Newmark (NMRK)’s Mark Schoenholtz, Larry Wolfe, Jordan Roeschlaub, Dustin Stolly, Adam Etra and Miles Spencer marketed the loan on behalf of Wells Fargo, sources said. Newmark was reached after publication but declined to comment on the details of the transaction.

Magna’s purchase closed in early December, city mortgage records show. 

Terra Hospitality Trust, a ground lease investment entity controlled by Shidler, was listed in city mortgage records as the previous recorded owner of the ground lease (leasehold interest), which commenced on Sept. 26, 2014, following Shidler and Terra’s acquisitions of the hotel and the ground beneath it from OTO Development, a company based in South Carolina. The ground lease has 93 years remaining on its term, according to information reviewed by CO. 

The senior loan was first originated in 2015, as part of a roughly $75 million financing package that included the $60 million senior note and a $15 million mezzanine loan, as per city records and the loan marketing materials, which stated that the senior debt initially matured in September 2017 but did not “meet the extension test.”

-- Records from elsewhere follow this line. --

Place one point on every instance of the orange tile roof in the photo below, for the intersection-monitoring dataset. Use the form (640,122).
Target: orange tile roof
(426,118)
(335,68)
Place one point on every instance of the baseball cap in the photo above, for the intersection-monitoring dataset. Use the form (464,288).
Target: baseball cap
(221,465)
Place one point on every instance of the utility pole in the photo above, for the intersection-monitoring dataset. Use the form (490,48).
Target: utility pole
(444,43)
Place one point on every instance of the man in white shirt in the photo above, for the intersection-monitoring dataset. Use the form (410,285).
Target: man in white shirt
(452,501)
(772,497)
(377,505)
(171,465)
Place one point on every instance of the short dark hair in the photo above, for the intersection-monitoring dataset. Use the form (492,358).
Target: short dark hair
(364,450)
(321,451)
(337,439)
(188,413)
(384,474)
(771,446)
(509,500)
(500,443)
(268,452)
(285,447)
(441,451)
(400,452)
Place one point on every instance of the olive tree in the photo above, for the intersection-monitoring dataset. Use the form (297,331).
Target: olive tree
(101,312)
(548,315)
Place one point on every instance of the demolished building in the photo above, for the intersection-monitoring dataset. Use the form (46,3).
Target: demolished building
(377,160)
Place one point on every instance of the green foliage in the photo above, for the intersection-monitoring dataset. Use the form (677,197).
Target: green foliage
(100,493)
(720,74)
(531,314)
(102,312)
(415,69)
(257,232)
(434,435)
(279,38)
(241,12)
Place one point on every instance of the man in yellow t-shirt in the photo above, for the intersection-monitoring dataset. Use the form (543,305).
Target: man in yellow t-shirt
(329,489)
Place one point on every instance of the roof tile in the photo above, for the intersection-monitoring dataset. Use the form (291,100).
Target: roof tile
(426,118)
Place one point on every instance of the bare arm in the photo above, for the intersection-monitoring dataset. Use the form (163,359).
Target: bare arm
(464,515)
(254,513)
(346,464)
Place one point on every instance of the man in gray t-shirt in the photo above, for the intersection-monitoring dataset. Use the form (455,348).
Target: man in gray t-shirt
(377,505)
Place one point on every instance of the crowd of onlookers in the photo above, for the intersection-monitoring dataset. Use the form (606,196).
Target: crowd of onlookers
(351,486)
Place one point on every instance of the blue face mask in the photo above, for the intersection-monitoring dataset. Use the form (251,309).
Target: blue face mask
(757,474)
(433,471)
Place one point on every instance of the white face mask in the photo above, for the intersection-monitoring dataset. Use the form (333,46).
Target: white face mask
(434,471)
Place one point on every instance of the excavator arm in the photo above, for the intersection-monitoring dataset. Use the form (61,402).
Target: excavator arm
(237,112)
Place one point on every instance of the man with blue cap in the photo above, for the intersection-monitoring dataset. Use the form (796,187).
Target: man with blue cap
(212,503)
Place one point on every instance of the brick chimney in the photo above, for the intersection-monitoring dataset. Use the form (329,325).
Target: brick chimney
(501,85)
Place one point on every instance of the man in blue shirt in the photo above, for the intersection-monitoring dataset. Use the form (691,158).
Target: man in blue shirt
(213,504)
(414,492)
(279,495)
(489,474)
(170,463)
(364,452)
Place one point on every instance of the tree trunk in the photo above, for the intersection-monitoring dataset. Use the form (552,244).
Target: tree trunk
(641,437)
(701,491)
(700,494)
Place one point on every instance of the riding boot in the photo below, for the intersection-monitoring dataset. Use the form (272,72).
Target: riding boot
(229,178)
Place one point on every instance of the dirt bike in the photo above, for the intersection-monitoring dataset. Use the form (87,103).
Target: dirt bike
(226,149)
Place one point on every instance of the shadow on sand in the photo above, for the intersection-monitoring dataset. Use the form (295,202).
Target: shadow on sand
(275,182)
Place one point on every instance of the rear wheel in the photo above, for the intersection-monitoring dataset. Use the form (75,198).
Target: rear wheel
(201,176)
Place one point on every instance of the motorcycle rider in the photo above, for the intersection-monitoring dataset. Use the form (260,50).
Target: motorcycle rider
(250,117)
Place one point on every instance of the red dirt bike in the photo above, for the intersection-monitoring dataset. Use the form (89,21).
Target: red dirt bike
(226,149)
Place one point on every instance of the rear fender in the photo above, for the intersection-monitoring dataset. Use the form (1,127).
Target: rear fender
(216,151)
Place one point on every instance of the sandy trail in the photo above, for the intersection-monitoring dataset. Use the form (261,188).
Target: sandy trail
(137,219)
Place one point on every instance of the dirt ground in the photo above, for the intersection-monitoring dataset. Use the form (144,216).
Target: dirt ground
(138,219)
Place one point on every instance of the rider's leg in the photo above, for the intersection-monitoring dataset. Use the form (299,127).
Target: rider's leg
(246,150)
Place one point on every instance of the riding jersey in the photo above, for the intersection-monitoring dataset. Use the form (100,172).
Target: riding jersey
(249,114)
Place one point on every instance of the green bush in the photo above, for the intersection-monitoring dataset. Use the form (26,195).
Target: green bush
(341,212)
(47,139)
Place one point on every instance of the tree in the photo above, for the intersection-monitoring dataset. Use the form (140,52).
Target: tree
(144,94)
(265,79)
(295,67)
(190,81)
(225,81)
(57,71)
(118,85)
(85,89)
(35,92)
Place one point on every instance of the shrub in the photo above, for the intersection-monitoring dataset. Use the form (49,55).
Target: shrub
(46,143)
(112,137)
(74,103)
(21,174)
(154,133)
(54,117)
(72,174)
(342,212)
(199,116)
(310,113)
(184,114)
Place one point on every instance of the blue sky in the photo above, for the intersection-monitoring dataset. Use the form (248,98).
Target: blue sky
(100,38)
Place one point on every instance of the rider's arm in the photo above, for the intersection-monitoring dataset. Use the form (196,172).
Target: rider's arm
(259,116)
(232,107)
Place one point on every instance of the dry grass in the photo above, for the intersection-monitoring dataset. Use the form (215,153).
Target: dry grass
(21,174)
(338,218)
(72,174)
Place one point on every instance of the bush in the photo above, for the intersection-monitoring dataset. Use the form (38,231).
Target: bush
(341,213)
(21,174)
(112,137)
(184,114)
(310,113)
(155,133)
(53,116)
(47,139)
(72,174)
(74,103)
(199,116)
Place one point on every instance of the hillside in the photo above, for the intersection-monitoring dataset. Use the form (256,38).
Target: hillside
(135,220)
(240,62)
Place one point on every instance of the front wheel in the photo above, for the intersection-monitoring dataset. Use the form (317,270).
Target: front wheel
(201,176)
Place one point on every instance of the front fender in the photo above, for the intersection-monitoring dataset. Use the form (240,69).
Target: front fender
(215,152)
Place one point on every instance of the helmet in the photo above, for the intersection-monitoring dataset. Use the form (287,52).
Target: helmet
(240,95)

Eventually, the senior and mezzanine lenders and Shidler agreed to a loan modification and 33-month extension through June 30 last year, with Shidler agreeing to pay down $10 million of the loan package to make it happen. The pay down was split 90 percent and 10 percent between the senior note and the mezz, respectively, which brought the balances of the loans down to roughly $51 million and $14 million.

The 22-story hotel asset, which opened in 2013, is located between Eighth and Ninth Avenues, about a block away from Penn Station within Penn Plaza. It sports the typical hotel amenities one could expect to see within prime Manhattan products, including an expansive lobby, a large dining area with outdoor seating, a business center, a fitness center, boardroom and meeting space, and a rooftop bar with southern and western views of the city and Hudson River. 

Shidler acquired the hotel in the fall 2014 for just over $135 million, and then separated the ground lease interest from the fee-simple interest in the hotel, which was placed in a trust on behalf of “an educational institution,” the marketing materials stated. 

COVID-19’s impact on 2020 asset-level performance aside, the activity at the hotel steadily grew in the several years leading up to March last year, registering occupancy levels above 92 percent.